THE Italian justice system might be winning battles against corruption and the Mafia, but it is not impressing Formula 1 with its handling of the inquiry into the death of Ayrton Senna on May 1, 1994.

Nineteen months after Senna's death the investigating magistrate Maurizio Passarini has still been unable to reach a conclusion as to the cause of the crash, although there have been constant leaks which suggest that there was some form of a steering failure. If this was not in doubt the report would probably have been published by now - as stories of a steering failure first emerged as long ago as August, 1994. A similar story was revived this weekend by a British national newspaper.

Williams has maintained a discreet silence about the investigation, saying that it will not comment until the report is made official and the Italians decide what action - if any - they plan to take against the team.

If the report concludes that there was a technical failure, Williams is virtually certain to contest the findings as the team has never been given the opportunity to inspect the car and deduce what it believes caused the crash. Team members have privately told F1 FOREIGN REPORT that they believe that the steering broke during the impact with the wall and that the crash was caused by Senna losing control of the car after it hit a series of bumps on the inside of Tamburello Corner, as Senna tried desperately to keep ahead of Michael Schumacher's Benetton.

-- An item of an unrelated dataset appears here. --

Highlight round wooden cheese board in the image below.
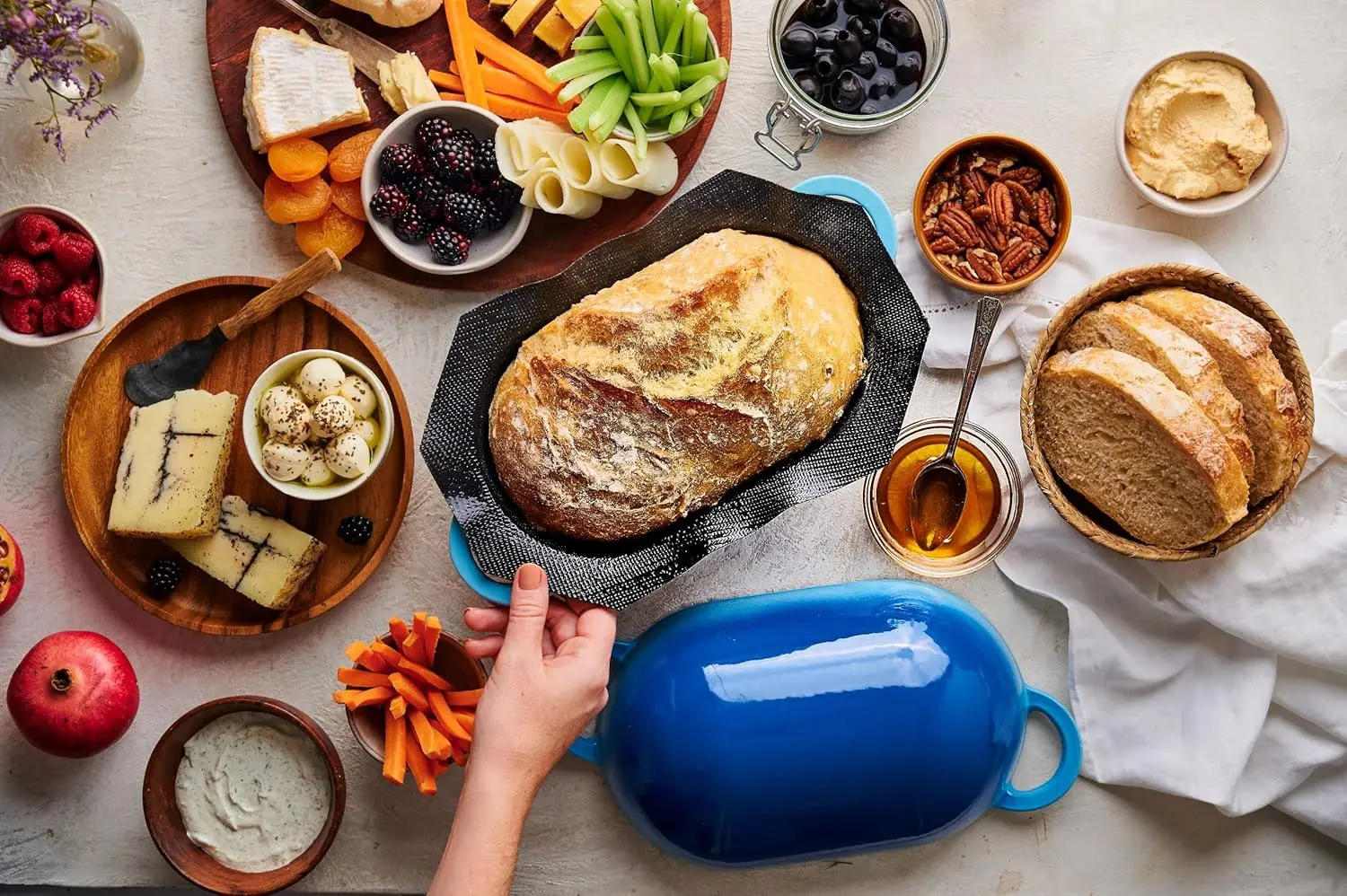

After the accident, Schumacher said that Senna "just lost it." He said that he had noticed Senna's car bottoming out over the bumps at that point. The German added that the rear of Senna's car had jumped off-line on the lap prior to the crash, but Senna had caught the car. On the lap of the crash the rear jumped out again but this time Senna did not catch it.

On the evening of the crash Williams's technical director Patrick Head said: "We have some electronic recording data from the car. We don't have any indication of anything breaking but, from the telemetry, we know that Senna lifted off a little. That caused a loss of downforce to the rear wing, which meant that the car went straight on."

If Williams is adjudged to be to blame there could be serious repercussions for international racing events in Italy because teams will not be keen to race there if there is a possibility of criminal charges in the case of an accident. The FIA is believed to have already warned the Automobile Club of Italy that it may have to campaign to change the law if Williams runs into legal trouble over the Senna accident.